Okay, now that we have that said, we can discuss safety in the context of intimacy. This is scary too. It is totally natural and normal to be nervous about undressing your soul in front of someone, but if the thought of telling your beloved what the monsters under your bed look like scares you more than the monsters do…. Well, I’d look into that. Are you resisting looking that deeply into yourself (there may be good reasons; I’m not arguing that. you just need to know the answer.) or is there something that leaves you feeling that you wouldn’t be understood or taken seriously? I don’t know how many “Buffy the Vampire Slayer” fans read this, but remember how Anya’s biggest fear was bunny rabbits? It’s silly to all of us, but it kept her awake at night. Xander, to his credit, did not mock this fear. He filed it away under “important information to know” and never belittled her about bunnies and never put her in a situation where a bunny may hop.
If you can’t share your bunnies with your beloved, with whom will you share them?

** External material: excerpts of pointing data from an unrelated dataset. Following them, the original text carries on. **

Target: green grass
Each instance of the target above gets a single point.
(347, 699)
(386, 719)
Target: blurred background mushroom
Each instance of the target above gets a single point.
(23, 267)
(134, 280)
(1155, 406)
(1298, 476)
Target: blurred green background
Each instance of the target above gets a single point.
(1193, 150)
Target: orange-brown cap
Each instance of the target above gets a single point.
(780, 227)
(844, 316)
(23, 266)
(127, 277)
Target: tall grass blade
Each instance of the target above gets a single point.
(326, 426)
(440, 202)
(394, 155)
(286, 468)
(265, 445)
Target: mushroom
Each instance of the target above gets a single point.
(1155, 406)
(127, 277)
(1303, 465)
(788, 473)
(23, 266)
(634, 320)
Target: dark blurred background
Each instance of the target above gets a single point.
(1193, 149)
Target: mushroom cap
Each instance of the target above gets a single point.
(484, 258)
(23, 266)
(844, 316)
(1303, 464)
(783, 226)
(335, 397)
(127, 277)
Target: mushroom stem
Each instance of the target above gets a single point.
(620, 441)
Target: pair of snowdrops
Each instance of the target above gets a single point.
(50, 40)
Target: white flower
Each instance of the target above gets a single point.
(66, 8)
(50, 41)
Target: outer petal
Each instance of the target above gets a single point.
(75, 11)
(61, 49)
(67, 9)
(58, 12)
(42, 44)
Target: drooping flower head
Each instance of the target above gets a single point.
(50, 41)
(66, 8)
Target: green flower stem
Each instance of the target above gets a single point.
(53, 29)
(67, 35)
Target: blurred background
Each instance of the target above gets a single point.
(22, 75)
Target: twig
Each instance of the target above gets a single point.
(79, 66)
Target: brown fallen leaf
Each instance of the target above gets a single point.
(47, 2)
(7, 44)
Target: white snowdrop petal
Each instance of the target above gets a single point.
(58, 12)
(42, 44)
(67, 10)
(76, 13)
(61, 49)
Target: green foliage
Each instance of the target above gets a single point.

Question 8: Do you actually like this person? They aren’t going to change. You might be able to negotiate a putting the cap on the toothpaste deal – but that’s about it. What you have today will be the same decades from now – the sense of humor, the sense of style, the sense of fashion, and most importantly, the nature of your friendship. Yes, change is a constant – when it comes to circumstances, but not often when it comes to people. Are you happy with him / her today, or do you feel a need to renovate? Do they try to change you?
This seems so incredibly obvious that it’s incredible that I’m mentioning it, right? But let me ask you this – when Thanksgiving comes around and you go to visit all those relatives you love so much, how many of them do you actually *like*?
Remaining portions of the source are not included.